7. James Hartwell Brown was born 11 March 1812 in Burke County, North Carolina, and died 2 December 1857. He is buried in Nacoochee Methodist cemetery at Sautee in White County, Georgia.
8. William R. Brown was born 4 March 1806 in Burke County, North Carolina, and died 4 March 1844 in McDowell County, North Carolina. He is buried in North Catawba Methodist cemetery, North Cove, McDowell County, North Carolina.
9. Matilda C. Brown was born 17 April 1808 in Burke County, North Carolina, and died 23 November 1885 at Marion, McDowell County, North Carolina. On 12 September 1828 in Burke County, she married Joseph Conley, son of John Connelly and Jane Ballew. Both are buried in the Conley family ccemetery at Old Fort in McDowell County.
 See Find a Grave memorial page of Hannah Hollingsworth Brown, Nacoochee Methodist cemetery, Sautee, White County, Georgia, created by Reuben Glen Davis Sr. and maintained by Kimmie Kitchens and Courtney Gilstrap.
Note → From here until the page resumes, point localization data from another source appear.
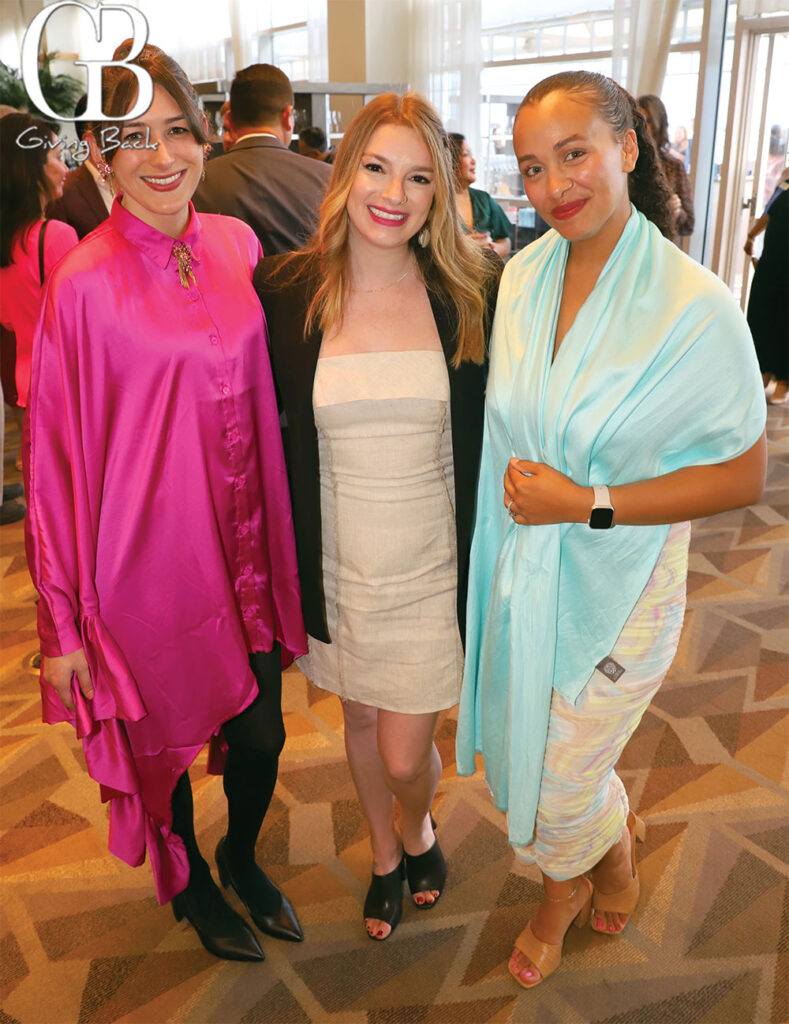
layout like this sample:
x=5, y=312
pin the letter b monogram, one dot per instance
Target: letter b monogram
x=93, y=112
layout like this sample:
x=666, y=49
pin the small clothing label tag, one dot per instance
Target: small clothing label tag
x=610, y=669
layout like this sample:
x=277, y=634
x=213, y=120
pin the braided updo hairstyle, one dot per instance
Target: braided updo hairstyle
x=647, y=185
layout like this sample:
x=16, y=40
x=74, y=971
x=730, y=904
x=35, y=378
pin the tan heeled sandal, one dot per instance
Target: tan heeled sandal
x=545, y=955
x=626, y=899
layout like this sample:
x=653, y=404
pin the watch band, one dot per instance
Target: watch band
x=602, y=514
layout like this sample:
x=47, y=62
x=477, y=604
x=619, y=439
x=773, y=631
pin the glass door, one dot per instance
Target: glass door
x=756, y=143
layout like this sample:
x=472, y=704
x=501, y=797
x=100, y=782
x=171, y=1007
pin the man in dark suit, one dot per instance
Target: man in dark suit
x=276, y=192
x=86, y=200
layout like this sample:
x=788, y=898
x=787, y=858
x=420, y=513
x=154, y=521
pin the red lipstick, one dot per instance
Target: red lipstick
x=164, y=187
x=388, y=221
x=567, y=210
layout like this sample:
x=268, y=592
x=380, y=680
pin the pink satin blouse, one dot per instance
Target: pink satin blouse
x=159, y=528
It has a tombstone photo by Sandy Hulsey.
 Randolph County, North Carolina, Deed Bk. 5, p. 13; and Guilford County, North Carolina, Deed Bk. 1, p. 311.
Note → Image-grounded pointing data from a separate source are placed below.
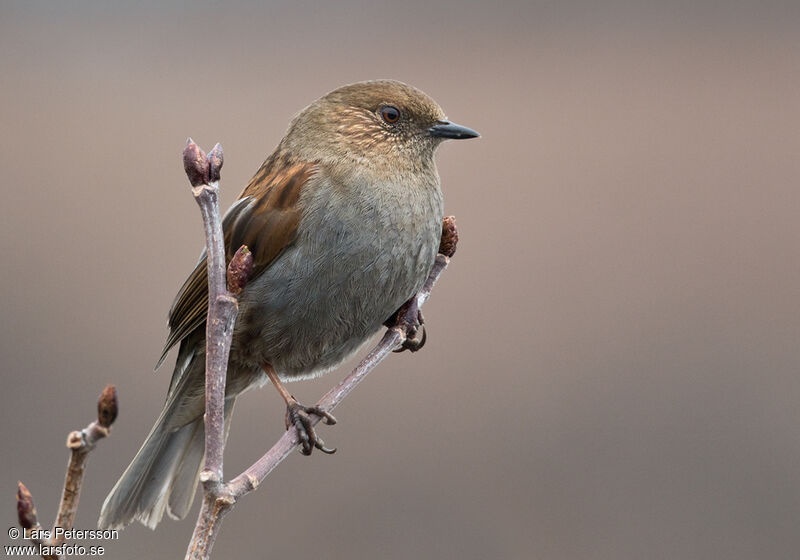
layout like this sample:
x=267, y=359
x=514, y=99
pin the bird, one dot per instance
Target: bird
x=343, y=221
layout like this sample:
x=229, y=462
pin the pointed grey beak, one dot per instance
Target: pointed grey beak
x=446, y=129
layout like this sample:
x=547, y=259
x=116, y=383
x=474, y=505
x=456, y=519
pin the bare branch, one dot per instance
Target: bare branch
x=250, y=479
x=80, y=442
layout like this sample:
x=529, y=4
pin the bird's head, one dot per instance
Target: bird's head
x=375, y=123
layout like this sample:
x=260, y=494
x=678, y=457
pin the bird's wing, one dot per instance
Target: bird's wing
x=265, y=218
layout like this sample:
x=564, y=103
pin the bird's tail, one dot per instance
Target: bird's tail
x=163, y=475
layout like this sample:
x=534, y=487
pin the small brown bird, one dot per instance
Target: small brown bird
x=343, y=221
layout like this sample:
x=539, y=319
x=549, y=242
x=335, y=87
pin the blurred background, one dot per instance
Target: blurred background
x=612, y=363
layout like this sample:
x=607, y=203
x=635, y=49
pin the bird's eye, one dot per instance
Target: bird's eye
x=390, y=114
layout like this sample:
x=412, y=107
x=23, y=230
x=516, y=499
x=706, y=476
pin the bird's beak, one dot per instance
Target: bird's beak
x=446, y=129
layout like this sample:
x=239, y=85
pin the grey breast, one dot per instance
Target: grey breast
x=354, y=262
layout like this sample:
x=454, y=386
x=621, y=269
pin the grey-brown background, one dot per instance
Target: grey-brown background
x=612, y=367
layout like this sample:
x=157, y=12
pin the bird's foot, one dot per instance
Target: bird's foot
x=299, y=416
x=410, y=318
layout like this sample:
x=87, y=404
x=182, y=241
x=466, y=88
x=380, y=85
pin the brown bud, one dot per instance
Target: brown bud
x=195, y=164
x=107, y=406
x=215, y=161
x=25, y=508
x=239, y=270
x=447, y=246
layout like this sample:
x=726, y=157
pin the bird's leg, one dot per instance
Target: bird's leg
x=409, y=316
x=298, y=415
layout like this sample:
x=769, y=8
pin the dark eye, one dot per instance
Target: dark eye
x=390, y=114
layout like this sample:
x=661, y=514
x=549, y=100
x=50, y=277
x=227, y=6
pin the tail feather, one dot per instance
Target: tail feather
x=162, y=476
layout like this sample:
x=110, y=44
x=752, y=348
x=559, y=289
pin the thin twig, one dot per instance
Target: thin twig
x=393, y=338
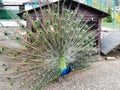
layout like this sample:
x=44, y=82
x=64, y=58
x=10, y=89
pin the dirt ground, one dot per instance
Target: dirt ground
x=101, y=75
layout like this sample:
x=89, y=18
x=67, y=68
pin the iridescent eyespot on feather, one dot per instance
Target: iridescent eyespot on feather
x=5, y=33
x=25, y=15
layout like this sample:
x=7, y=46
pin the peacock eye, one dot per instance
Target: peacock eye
x=3, y=49
x=17, y=38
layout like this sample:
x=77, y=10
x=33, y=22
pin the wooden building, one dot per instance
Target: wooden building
x=89, y=13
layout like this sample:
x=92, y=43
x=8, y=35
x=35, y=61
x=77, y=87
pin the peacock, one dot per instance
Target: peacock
x=58, y=42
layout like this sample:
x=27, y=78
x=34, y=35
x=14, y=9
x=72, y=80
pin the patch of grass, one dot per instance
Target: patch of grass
x=110, y=25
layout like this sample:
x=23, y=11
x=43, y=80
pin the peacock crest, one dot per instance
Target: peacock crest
x=58, y=42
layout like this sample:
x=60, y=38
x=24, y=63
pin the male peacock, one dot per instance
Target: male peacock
x=58, y=43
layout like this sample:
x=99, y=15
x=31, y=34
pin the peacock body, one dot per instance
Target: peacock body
x=59, y=43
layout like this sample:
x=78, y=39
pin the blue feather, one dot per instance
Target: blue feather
x=66, y=70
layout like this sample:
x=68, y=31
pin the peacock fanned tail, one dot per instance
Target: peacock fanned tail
x=59, y=38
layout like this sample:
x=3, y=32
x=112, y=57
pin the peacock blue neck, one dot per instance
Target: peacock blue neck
x=63, y=66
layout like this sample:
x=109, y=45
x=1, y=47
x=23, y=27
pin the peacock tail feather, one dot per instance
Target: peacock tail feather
x=59, y=38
 1790 federal census, Burke County, North Carolina, district 10, p. 101.
 Dr. W. Douglas Cooper, “The North Cove Valley – Some Personal Thoughts and Observations,” online at Douglas Cooper’s webpage at Belk College of Business, UNCC.
 Marvin A. Brown and James R. Snodgrass’s “An Historic Architectural Survey of US 221 from NC 226 Near Woodlawn to the Blue Ridge Parkway, McDowell, Burke, and Avery Counties, North Carolina,” prepared for the North Carolina Department of Cultural Resources and online at the department’s website.
 Ibid., citing Joanne S. Johnston, ed., McDowell County Heritage, North Carolina (Marceline, MO: Walsworth, 1992), pp. 7-8 — which appears to be an essay about McDowell County’s history by North Carolina Department of Agriculture.
 See “Carson House (Marion North Carolina),” at Wikipedia; J.G. Zehmer and Sherry I. Penny, nomination form for Carson House for National Register of Historic Places (1970), online at website of North Carolina State Historic Preservation Office; and Find a Grave memorial page for Captain John Seawell Brown, Brown family cemetery, Marion, Pleasant Gardens, McDowell County, North Carolina, created by Richard Brown.